1. Given a Pearson correlation coefficient of r = 0.85 between the amount of time students spent studying and their score on a math test, interpret the strength and direction of the relationship.

2. You have data on the number of ice creams sold and the outdoor temperature. After calculating, you find r = −0.62. What does this say about the relationship between the temperature and ice cream sales?

3. Consider the following small dataset representing hours studied (X) and test scores (Y):

Hours Studied (X) Test Score (Y)
1 50
2 55
3 65
4 70
5 80

Calculate the Pearson correlation coefficient (r) for the data.

Summary – Pearson Correlation Coefficient

The Pearson Correlation Coefficient, symbolized as r, is a statistical tool used to measure the strength and direction of a linear relationship between two variables on a scatterplot. Its values range from -1 to 1, where 1 indicates a perfect positive linear relationship, -1 indicates a perfect negative linear relationship, and 0 suggests no linear relationship at all. The formula to calculate r involves summing the products of paired scores, then dividing by the square root of the product of the sums of squared scores. This coefficient not only quantifies the degree of linear association between two variables but also highlights the presence of any linear correlation through its magnitude (absolute value) and direction (positive or negative). However, it’s crucial to remember that a high or low Pearson coefficient doesn’t imply causation but merely indicates how strongly two variables are related in a linear manner. The origins of this coefficient trace back to Francis Galton’s work on inheritance, with significant contributions from French physicist Auguste Bravais and statistician Karl Pearson, who popularized its use. The Pearson Correlation Coefficient is foundational in fields ranging from psychology to economics, aiding in the interpretation and analysis of the linear relationship between variables, under the assumption that these relationships are linear, the data is normally distributed, homoscedastic, and measured on an interval or ratio scale, with each observation being independent.

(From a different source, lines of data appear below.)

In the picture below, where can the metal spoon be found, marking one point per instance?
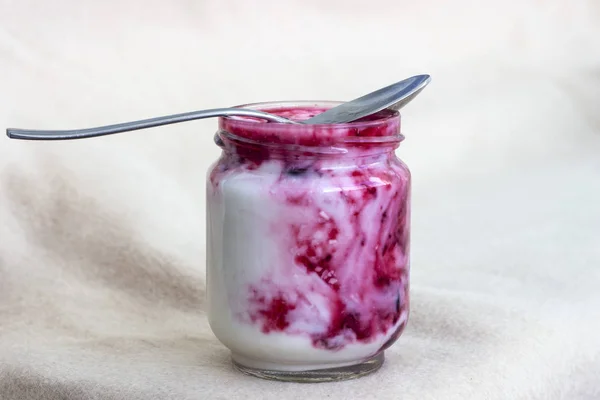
(30, 134)
(394, 97)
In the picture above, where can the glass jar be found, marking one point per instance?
(308, 243)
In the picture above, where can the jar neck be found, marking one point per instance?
(374, 137)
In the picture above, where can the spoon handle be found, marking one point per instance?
(29, 134)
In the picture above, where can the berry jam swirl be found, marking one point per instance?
(329, 208)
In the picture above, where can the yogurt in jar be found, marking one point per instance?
(308, 241)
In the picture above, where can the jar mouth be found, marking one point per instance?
(285, 109)
(382, 127)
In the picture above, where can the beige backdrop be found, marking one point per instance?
(102, 241)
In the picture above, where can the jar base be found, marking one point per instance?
(344, 373)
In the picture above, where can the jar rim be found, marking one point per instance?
(288, 104)
(380, 128)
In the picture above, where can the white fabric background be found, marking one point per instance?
(102, 240)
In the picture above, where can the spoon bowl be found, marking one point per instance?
(394, 97)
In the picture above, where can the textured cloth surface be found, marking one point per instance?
(102, 241)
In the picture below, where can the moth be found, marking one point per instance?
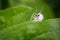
(38, 17)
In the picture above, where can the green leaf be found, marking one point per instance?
(46, 30)
(40, 5)
(0, 5)
(17, 15)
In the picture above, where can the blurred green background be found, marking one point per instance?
(54, 4)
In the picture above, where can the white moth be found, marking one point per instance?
(38, 17)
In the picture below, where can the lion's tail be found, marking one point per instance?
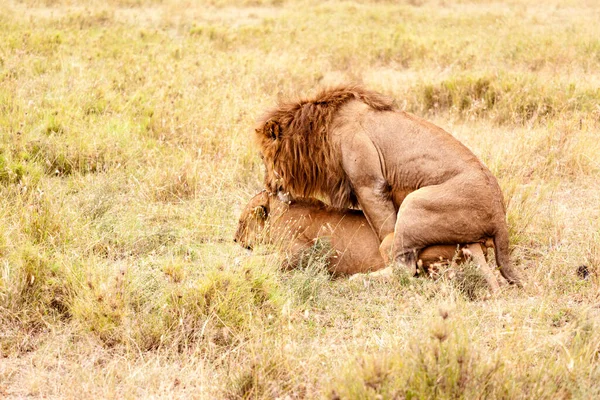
(501, 250)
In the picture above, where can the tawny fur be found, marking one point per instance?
(296, 226)
(351, 146)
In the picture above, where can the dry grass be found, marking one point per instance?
(125, 160)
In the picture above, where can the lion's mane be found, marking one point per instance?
(295, 138)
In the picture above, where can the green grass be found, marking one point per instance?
(125, 160)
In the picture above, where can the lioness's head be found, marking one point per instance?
(251, 225)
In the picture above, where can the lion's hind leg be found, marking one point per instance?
(446, 213)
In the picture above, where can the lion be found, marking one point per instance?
(416, 184)
(297, 225)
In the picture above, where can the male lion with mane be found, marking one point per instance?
(416, 184)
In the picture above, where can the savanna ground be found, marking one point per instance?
(125, 158)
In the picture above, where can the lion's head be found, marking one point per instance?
(296, 149)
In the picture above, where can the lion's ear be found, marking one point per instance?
(272, 129)
(260, 212)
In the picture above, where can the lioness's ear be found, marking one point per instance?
(272, 129)
(260, 212)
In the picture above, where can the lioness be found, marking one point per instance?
(416, 183)
(355, 247)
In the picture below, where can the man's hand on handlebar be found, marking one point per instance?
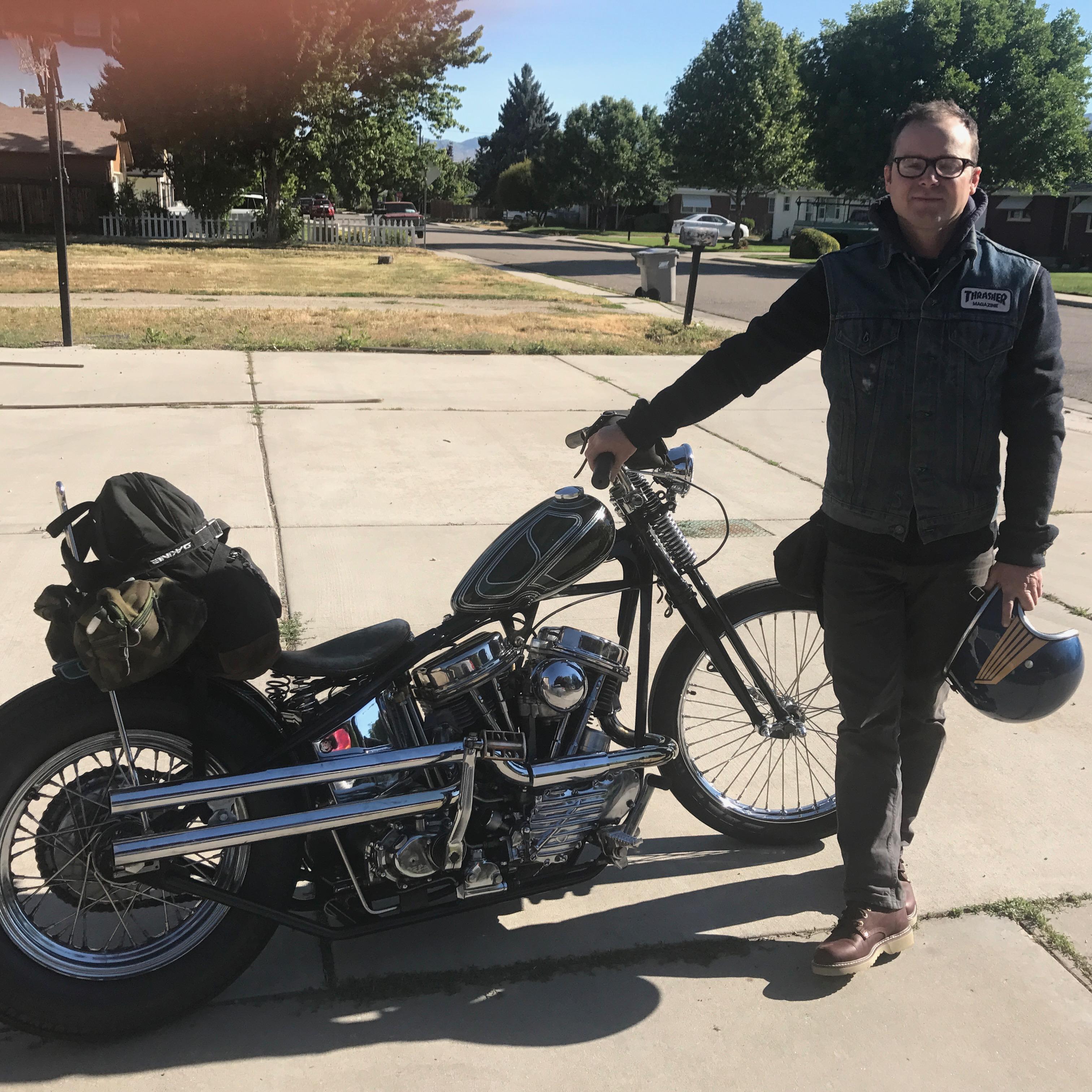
(613, 442)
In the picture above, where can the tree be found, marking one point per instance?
(608, 155)
(527, 120)
(733, 120)
(303, 70)
(1024, 79)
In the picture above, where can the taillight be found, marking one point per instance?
(339, 740)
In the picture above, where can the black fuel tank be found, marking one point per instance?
(542, 553)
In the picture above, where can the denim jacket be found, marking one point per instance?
(915, 378)
(922, 380)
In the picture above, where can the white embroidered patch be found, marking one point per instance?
(987, 300)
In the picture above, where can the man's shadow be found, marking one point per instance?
(575, 980)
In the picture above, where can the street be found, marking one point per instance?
(737, 291)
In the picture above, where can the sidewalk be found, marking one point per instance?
(360, 452)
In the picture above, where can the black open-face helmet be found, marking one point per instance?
(1014, 673)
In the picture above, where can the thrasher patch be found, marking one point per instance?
(987, 300)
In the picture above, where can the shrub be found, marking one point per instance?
(812, 243)
(652, 222)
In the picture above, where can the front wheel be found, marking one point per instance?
(777, 790)
(86, 953)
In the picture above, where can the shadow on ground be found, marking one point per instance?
(543, 1002)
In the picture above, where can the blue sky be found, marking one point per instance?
(580, 49)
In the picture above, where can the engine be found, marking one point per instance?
(544, 700)
(540, 703)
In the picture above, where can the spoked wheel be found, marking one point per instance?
(777, 789)
(59, 901)
(87, 950)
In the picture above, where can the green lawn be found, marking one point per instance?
(1079, 284)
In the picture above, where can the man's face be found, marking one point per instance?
(931, 202)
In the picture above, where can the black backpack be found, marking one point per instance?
(142, 527)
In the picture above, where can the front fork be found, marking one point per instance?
(684, 598)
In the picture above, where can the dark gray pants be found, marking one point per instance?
(889, 632)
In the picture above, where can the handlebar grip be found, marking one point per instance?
(601, 472)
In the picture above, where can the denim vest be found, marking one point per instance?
(914, 376)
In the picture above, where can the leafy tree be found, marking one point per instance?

FAQs on Pearson Correlation Coefficient

What is Karl Pearson’s coefficient of correlation?

Karl Pearson’s coefficient of correlation, commonly known as the Pearson correlation coefficient (r), is a statistical measure that quantifies the strength and direction of the linear relationship between two continuous variables. Correlation coefficient ranges from -1 to +1, where -1 indicates a perfect negative linear relationship, +1 indicates a perfect positive linear relationship, and 0 suggests no linear relationship.

What is the Pearson correlation coefficient?

The Pearson correlation coefficient (r) is a measure of the strength and direction of the linear relationship between two variables. It is calculated by dividing the covariance of the two variables by the product of their standard deviations.

What is the formula for Pearson Correlation Coefficient?

r = n(∑xy) – (∑x)(∑y) / √[n∑x²-(∑x)²][n∑y²-(∑y)²        

Why do we use the Pearson correlation coefficient?

The Pearson correlation coefficient is used to assess the strength and direction of the linear relationship between two variables. It helps researchers and analysts understand how changes in one variable correspond to changes in another, aiding in hypothesis testing, model building, and making predictions in various fields such as psychology, economics, biology, and social sciences.

What does Pearson’s correlation coefficient tell you?

Pearson’s correlation coefficient quantifies the strength and direction of the linear relationship between two variables. It tells us whether the variables move together (positive correlation), move in opposite directions (negative correlation), or have no discernible pattern of movement (zero correlation).

What is the difference between r2 and Pearson correlation?

The Pearson correlation coefficient ( r) measures the strength and direction of the linear relationship between two variables, while r2 (the coefficient of determination) represents the proportion of variance in one variable that is predictable from the other variable in a linear regression model. In essence, r2 is the square of the Pearson correlation coefficient and provides a measure of the goodness of fit of a linear regression model.

What is a good correlation coefficient?

A good correlation coefficient depends on the context and the specific field of study. Generally, a correlation coefficient close to +1 or -1 indicates a strong linear relationship between variables, while a coefficient close to 0 suggests a weak or no linear relationship. However, what constitutes a “good” correlation varies depending on the research question, field of study, and practical implications.

What does a correlation coefficient of 0.5 mean?

A correlation coefficient of 0.5 indicates a moderate positive linear relationship between two variables. It suggests that as one variable increases, the other tends to increase as well, but the relationship is not perfect.

What does a 0.2 correlation mean?

A correlation coefficient of 0.2 suggests a weak positive linear relationship between two variables. While there is some tendency for the variables to move together, the relationship is relatively weak and may not be practically significant without further context.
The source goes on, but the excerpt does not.